Forsythia (Forsythia x intermedia) is a popular, yellow-flowering ornamental shrub. Known for its bright yellow in spring, it prefers a location with soil that is not too moist or too dry and requires regular pruning. Propagation occurs through cuttings, offshoots or planters.

Forsythia profile

  • Botanical name: Forsythia x intermedia
  • Crossing from: Forsythia suspensa × F. viridissima
  • Popular names: Goldilocks, Golden Lilac, Pole-Blütler (Southern Germany)
  • Family: Oleaceae
  • Varieties: various breedings
  • Plant group: ornamental shrub, spring bloomer
  • Origin: Asia (China)
  • Use: garden shrub, hedge plant, potted plant, bonsai, standard tree
  • Growth habit: mesotonous
  • Height: up to four meters, dwarf varieties up to two meters
  • Flower color: light yellow, golden yellow, dark yellow, white
  • Leaves: Green, elongated, jagged at the edge
  • Evergreen: No, loses its leaves in autumn
  • Branches: initially upright, later branching, occasionally overhanging
  • Roots: shallow-rooted and richly branched, forms runners, older roots sometimes very compact
  • Hardy: Completely hardy except for white forsythia
  • Toxicity: slightly toxic, also for dogs and cats
  • Special features: Hybrid, rarely fertile flowers
  • Age: more than 30 years

What you should know about forsythia

Forsythia grow mesotonically, which means that new shoots usually sprout from inside the bush. They initially grow as upright rods. Over time they become woody at the bottom and branch out at the top.

The flowers appear before the leaves.

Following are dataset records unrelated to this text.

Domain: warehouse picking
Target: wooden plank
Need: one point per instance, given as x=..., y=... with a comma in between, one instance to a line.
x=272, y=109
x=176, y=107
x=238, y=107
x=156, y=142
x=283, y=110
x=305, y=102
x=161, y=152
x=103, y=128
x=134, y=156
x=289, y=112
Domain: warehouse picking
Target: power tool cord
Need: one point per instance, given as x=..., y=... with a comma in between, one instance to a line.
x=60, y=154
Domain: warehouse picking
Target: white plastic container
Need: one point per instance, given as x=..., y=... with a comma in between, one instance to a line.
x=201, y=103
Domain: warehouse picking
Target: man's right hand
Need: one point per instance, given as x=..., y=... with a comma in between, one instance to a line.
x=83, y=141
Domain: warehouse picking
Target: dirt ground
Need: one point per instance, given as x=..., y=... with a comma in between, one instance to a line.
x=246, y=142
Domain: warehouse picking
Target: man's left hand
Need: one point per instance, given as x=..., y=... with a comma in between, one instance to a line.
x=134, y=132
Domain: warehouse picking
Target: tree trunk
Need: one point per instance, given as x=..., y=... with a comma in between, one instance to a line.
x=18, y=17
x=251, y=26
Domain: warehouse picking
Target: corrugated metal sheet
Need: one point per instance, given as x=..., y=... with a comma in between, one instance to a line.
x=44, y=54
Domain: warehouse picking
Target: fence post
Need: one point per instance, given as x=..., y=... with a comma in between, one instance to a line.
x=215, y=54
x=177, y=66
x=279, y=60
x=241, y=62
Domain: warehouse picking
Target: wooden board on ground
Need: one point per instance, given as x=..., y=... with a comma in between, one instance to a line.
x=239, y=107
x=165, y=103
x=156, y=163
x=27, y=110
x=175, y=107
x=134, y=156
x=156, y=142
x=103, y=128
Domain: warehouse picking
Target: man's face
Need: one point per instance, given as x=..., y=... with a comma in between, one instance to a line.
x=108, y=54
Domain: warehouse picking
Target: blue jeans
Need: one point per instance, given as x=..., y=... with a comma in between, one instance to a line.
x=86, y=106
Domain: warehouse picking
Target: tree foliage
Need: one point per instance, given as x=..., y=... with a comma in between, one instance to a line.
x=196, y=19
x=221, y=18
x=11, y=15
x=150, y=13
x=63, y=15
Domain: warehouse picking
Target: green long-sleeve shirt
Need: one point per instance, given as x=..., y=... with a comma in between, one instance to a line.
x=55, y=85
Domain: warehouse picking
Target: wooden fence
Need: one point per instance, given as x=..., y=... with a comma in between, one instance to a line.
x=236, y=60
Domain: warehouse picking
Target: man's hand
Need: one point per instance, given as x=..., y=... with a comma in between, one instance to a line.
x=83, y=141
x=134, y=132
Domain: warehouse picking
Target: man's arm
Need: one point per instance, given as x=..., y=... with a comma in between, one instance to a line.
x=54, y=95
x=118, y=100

Only when they have faded do the green leaves develop on the buds.

Flowers only grow on perennial shoots. Most of the flowers have branches that only sprouted the previous year.

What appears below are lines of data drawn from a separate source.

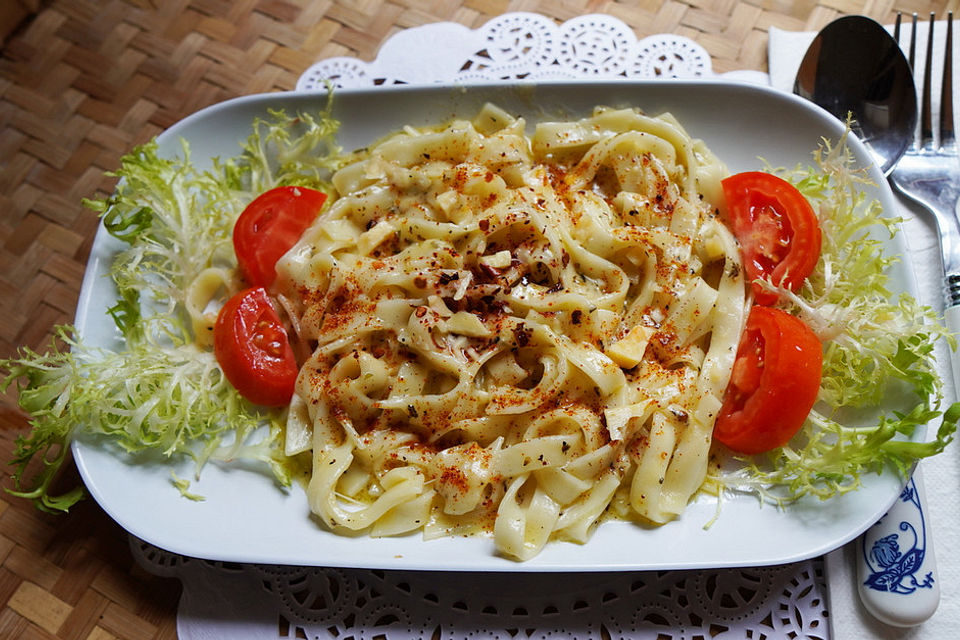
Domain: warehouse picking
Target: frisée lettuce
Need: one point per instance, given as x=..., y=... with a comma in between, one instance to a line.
x=163, y=391
x=876, y=345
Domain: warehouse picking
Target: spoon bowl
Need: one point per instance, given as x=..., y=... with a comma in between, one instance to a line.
x=854, y=67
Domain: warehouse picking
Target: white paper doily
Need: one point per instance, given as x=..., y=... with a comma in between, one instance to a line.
x=520, y=47
x=254, y=602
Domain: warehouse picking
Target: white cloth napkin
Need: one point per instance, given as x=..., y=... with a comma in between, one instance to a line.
x=849, y=619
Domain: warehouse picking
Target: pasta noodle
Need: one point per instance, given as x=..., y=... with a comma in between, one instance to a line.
x=514, y=334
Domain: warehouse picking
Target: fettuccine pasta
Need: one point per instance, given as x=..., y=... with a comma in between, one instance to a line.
x=514, y=334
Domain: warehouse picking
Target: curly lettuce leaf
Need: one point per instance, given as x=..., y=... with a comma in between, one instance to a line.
x=163, y=392
x=877, y=346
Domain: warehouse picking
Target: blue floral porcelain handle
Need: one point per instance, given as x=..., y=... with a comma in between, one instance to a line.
x=896, y=567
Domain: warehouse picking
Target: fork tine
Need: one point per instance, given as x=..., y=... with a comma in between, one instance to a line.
x=926, y=119
x=947, y=134
x=913, y=42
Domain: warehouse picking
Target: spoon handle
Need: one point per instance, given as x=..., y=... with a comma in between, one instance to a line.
x=951, y=319
x=896, y=567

What you need to know about care

  • Location: Grows almost everywhere
  • Planting time: spring
  • Flowering time: March to May
  • Propagation: cuttings, offshoots, sinkers

Forsythia must be cut regularly, otherwise they can get very out of hand and become lazy over time.

The ornamental shrubs tolerate radical pruning well even as old plants.

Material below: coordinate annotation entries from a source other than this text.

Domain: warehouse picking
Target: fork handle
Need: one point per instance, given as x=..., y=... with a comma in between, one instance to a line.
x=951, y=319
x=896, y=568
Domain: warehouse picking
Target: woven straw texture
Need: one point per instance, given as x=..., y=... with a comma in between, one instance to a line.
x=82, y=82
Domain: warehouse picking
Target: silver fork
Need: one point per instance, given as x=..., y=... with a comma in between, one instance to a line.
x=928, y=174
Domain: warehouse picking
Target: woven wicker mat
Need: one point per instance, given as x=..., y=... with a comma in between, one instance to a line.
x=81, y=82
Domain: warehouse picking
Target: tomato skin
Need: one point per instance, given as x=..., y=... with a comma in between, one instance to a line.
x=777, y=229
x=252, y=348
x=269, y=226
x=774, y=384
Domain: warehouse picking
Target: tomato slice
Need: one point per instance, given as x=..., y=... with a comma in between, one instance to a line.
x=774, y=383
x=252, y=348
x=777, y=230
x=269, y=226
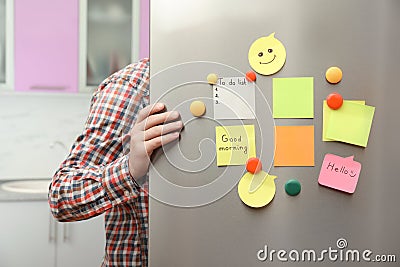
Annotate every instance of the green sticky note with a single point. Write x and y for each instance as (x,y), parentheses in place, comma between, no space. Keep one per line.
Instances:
(351,123)
(326,114)
(293,97)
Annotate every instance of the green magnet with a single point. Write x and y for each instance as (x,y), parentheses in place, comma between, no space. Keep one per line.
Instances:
(293,187)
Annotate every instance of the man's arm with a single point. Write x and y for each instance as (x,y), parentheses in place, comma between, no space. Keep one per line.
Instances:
(95,176)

Other care is not complicated, as the shrubs thrive almost anywhere where the soil is neither too moist nor too dry.

Only known in Europe since 1833

Forsythia has not been grown in European gardens for long. The flowering ornamental shrub only came to Europe from China in 1833.

Tip

The ornamental shrub owes its name to the Scottish botanist William Forsyth. At the end of the 17th century, he was a British court gardener, among other things, responsible for Kensington Gardens.